Cour d’appel de Paris, Pôle 6 – Chambre 6, 28 mai 2026 – RG n°22/07889
Les faits
Une salariée interjette appel du jugement d’un Conseil de Prud’hommes l’ayant débouté de l’ensemble de ses demandes, parmi lesquelles une demande tendant à voir résilier judiciairement son contrat de travail.
Toutefois, en cours de procédure à hauteur d’appel, la salariée est licenciée par son employeur pour inaptitude, après autorisation de l’inspecteur du travail.
Dès lors, elle sollicite de la Cour, dans un second jeu de conclusions, que soit prononcée la nullité de son licenciement.
La question de la recevabilité de ses demandes, au regard des articles 564 et 915-2 alinéa 2 du code de procédure civile, se posent.
Aux termes du premier de ces textes à peine d’irrecevabilité relevée d’office, les parties ne peuvent soumettre à la cour de nouvelles prétentions.
Le second dispose quant à lui de l’obligation de concentration des prétentions au fond des parties dans les premières conclusions qu’elles remettent au greffe dans les délais impartis, à peine d’irrecevabilité relevée d’office.
La décision
La Cour rappelle que conformément à l’article 915-2 alinéa 3 du code de procédure civile, les prétentions destinées à faire juger les questions nées postérieurement aux premières conclusions demeurent recevables, dans la limite des chefs du dispositif du jugement critiqués.
En l’espèce, elle constate que le licenciement est intervenu alors que la procédure d’appel était pendante.
Aussi, la salariée ne pouvait pas former devant le Conseil de Prud’hommes une demande tendant à la nullité de son licenciement, celui-ci n’étant pas intervenu à l’époque de sa saisine.
Au regard de l’évolution du litige, et de la révélation d’un fait nouveau en cours de procédure, la Cour déclare la demande de nullité du licenciement formée par la salariée recevable.
À retenir
Une demande nouvelle formée pour la première fois en appel n’est pas nécessairement irrecevable.

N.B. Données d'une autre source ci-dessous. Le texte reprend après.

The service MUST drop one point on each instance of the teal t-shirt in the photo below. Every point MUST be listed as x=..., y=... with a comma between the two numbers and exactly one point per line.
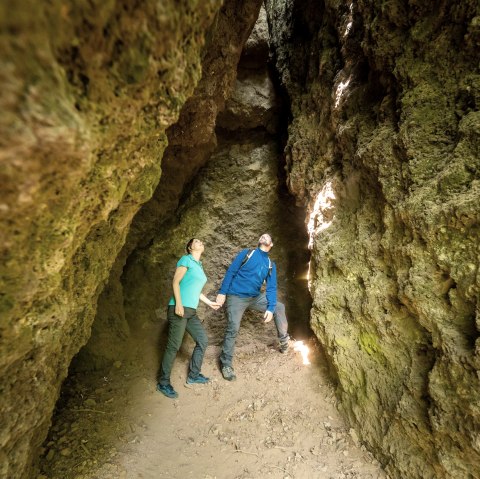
x=192, y=283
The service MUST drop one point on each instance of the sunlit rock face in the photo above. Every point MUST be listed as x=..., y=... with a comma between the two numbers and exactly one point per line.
x=234, y=199
x=383, y=147
x=191, y=141
x=88, y=90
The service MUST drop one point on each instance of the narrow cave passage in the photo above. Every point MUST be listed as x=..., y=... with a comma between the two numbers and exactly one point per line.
x=279, y=418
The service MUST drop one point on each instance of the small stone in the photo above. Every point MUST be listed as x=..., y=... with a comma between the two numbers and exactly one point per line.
x=66, y=452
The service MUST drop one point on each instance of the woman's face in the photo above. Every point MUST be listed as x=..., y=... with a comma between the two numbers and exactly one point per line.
x=197, y=245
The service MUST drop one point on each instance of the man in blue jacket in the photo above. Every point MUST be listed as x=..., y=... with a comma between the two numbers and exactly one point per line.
x=241, y=288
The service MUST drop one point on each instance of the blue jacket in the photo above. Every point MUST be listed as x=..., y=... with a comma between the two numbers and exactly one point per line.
x=245, y=281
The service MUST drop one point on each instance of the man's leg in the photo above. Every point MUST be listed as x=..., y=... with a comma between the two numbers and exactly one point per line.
x=176, y=330
x=197, y=332
x=235, y=308
x=279, y=316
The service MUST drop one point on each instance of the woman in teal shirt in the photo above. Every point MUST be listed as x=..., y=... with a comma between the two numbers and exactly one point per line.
x=188, y=282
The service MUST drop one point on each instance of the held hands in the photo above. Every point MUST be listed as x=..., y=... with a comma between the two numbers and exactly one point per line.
x=214, y=305
x=220, y=299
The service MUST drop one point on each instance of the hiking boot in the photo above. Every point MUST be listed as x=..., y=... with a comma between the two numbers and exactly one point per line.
x=167, y=390
x=200, y=379
x=228, y=373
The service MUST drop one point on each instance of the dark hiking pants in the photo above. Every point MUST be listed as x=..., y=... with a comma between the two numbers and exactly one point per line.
x=236, y=306
x=176, y=330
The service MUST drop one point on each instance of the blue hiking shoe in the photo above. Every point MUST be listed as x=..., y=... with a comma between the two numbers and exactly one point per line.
x=167, y=390
x=200, y=379
x=228, y=373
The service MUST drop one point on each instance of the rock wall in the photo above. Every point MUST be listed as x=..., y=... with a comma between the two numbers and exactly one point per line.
x=88, y=90
x=383, y=147
x=191, y=141
x=232, y=200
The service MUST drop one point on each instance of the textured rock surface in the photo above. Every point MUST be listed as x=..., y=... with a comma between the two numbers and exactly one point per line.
x=190, y=143
x=88, y=89
x=384, y=149
x=236, y=197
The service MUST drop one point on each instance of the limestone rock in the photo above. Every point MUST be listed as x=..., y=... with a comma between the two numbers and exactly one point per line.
x=88, y=90
x=383, y=149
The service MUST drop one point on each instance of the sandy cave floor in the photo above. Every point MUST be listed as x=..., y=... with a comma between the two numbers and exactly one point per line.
x=278, y=420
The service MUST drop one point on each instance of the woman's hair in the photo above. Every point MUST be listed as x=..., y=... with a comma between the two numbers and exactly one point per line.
x=188, y=248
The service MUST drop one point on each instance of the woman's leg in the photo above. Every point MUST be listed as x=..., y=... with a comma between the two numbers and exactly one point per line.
x=197, y=332
x=176, y=330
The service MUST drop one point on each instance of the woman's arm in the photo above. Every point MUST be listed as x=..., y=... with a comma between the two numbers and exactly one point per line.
x=177, y=277
x=212, y=304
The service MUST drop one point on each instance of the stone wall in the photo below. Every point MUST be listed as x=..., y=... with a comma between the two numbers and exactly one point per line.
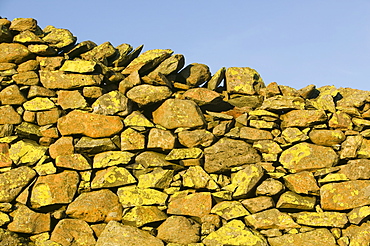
x=103, y=145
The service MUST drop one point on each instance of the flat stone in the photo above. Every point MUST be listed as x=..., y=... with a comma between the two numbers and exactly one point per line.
x=179, y=229
x=235, y=232
x=14, y=181
x=96, y=206
x=227, y=153
x=175, y=113
x=345, y=195
x=73, y=232
x=88, y=124
x=54, y=189
x=306, y=157
x=197, y=204
x=62, y=80
x=124, y=235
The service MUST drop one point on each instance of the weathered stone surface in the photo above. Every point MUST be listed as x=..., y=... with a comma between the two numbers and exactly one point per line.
x=235, y=233
x=179, y=229
x=69, y=232
x=227, y=153
x=54, y=189
x=305, y=156
x=91, y=125
x=96, y=206
x=345, y=195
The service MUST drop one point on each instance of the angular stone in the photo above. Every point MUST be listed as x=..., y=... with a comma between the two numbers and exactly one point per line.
x=62, y=80
x=112, y=177
x=175, y=113
x=292, y=200
x=111, y=158
x=179, y=229
x=321, y=236
x=236, y=233
x=227, y=153
x=142, y=215
x=243, y=80
x=14, y=53
x=305, y=156
x=124, y=235
x=271, y=219
x=91, y=125
x=112, y=103
x=148, y=94
x=72, y=161
x=96, y=206
x=27, y=221
x=197, y=204
x=54, y=189
x=14, y=181
x=303, y=118
x=73, y=232
x=345, y=195
x=321, y=219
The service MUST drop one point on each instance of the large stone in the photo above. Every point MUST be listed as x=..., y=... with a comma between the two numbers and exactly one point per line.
x=175, y=113
x=307, y=157
x=88, y=124
x=227, y=153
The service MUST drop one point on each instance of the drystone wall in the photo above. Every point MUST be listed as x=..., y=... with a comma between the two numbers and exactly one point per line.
x=103, y=145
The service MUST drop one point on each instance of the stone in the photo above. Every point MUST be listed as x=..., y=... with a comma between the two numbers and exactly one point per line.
x=27, y=221
x=179, y=229
x=321, y=236
x=307, y=157
x=235, y=232
x=292, y=200
x=345, y=195
x=73, y=232
x=62, y=80
x=88, y=124
x=175, y=113
x=112, y=177
x=139, y=216
x=96, y=206
x=227, y=153
x=14, y=53
x=198, y=204
x=124, y=235
x=14, y=181
x=53, y=189
x=131, y=196
x=243, y=80
x=112, y=103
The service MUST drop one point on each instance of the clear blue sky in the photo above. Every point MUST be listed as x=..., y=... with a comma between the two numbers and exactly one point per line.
x=291, y=42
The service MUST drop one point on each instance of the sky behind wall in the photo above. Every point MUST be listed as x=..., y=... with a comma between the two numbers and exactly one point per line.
x=291, y=42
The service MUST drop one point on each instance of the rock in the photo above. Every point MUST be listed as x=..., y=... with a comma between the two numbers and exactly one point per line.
x=243, y=80
x=62, y=80
x=27, y=221
x=345, y=195
x=219, y=156
x=54, y=189
x=179, y=229
x=96, y=206
x=73, y=232
x=124, y=235
x=235, y=233
x=91, y=125
x=175, y=113
x=197, y=204
x=321, y=236
x=112, y=177
x=142, y=215
x=306, y=157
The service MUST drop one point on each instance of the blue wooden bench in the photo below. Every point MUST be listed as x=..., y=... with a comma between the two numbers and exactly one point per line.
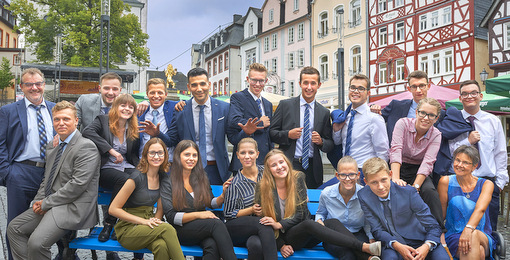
x=90, y=241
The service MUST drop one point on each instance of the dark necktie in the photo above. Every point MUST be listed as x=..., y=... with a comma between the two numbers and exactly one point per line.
x=43, y=140
x=472, y=122
x=348, y=140
x=305, y=155
x=202, y=143
x=49, y=182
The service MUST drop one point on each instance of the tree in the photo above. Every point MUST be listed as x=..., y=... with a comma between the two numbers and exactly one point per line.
x=6, y=76
x=78, y=21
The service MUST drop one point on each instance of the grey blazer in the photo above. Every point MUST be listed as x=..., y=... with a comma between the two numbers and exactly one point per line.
x=73, y=202
x=88, y=106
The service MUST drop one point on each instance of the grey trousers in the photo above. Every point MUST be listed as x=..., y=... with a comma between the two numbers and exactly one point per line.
x=31, y=235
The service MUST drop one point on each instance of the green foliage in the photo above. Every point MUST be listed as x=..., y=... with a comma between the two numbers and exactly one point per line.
x=79, y=23
x=6, y=76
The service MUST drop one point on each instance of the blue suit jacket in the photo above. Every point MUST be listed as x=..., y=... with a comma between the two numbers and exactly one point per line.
x=168, y=111
x=242, y=108
x=411, y=216
x=13, y=134
x=182, y=128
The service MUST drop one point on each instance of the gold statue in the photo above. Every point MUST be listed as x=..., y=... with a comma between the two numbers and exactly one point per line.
x=170, y=72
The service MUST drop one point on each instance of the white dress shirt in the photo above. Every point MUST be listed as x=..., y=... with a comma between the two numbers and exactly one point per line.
x=492, y=145
x=369, y=138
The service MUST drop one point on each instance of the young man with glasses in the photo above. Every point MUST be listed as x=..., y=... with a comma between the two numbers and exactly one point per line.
x=363, y=134
x=250, y=115
x=486, y=134
x=25, y=131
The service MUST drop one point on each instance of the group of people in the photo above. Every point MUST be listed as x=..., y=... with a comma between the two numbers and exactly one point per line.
x=53, y=157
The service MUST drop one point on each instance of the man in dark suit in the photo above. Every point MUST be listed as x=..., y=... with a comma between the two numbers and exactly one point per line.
x=25, y=130
x=301, y=135
x=203, y=120
x=250, y=116
x=398, y=216
x=67, y=198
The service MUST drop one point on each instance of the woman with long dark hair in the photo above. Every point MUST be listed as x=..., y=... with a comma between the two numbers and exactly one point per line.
x=185, y=201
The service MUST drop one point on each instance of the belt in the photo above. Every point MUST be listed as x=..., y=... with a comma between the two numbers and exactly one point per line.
x=211, y=162
x=32, y=163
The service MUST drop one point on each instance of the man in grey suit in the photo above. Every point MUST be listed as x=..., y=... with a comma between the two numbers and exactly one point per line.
x=67, y=198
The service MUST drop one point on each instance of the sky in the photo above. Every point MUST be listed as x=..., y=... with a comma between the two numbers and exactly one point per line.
x=174, y=25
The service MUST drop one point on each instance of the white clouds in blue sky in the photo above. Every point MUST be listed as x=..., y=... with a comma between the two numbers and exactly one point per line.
x=174, y=25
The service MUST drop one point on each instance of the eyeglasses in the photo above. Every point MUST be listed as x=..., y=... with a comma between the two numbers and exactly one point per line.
x=457, y=161
x=255, y=81
x=344, y=176
x=153, y=154
x=423, y=114
x=421, y=86
x=471, y=94
x=29, y=85
x=353, y=88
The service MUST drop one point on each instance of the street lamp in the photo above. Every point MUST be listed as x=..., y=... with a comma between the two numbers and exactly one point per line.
x=483, y=76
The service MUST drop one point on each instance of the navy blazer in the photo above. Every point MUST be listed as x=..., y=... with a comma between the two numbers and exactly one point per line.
x=168, y=111
x=183, y=128
x=242, y=108
x=411, y=216
x=13, y=133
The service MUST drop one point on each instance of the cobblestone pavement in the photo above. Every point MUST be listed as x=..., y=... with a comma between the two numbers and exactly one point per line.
x=86, y=255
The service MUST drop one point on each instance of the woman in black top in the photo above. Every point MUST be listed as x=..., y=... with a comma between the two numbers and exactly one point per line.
x=185, y=201
x=138, y=226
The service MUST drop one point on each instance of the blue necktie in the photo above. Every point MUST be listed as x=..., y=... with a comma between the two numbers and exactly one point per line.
x=49, y=182
x=202, y=143
x=43, y=140
x=349, y=134
x=259, y=103
x=305, y=155
x=155, y=114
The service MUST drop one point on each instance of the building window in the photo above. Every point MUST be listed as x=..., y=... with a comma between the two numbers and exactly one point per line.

Si, en principe, ajouter une prétention dans un dans un jeu de conclusions ultérieur à ceux prévus par les articles 906-2 et 908 à 910 contrevient à l’obligation de concentration des prétentions, cela n’est pas systématiquement le cas.
Pour être recevable, cette demande doit toutefois reposer sur un fait nouveau survenu en cours de procédure, de nature à faire évoluer le litige. Il appartient à la partie qui s’en prévaut d’en faire la démonstration.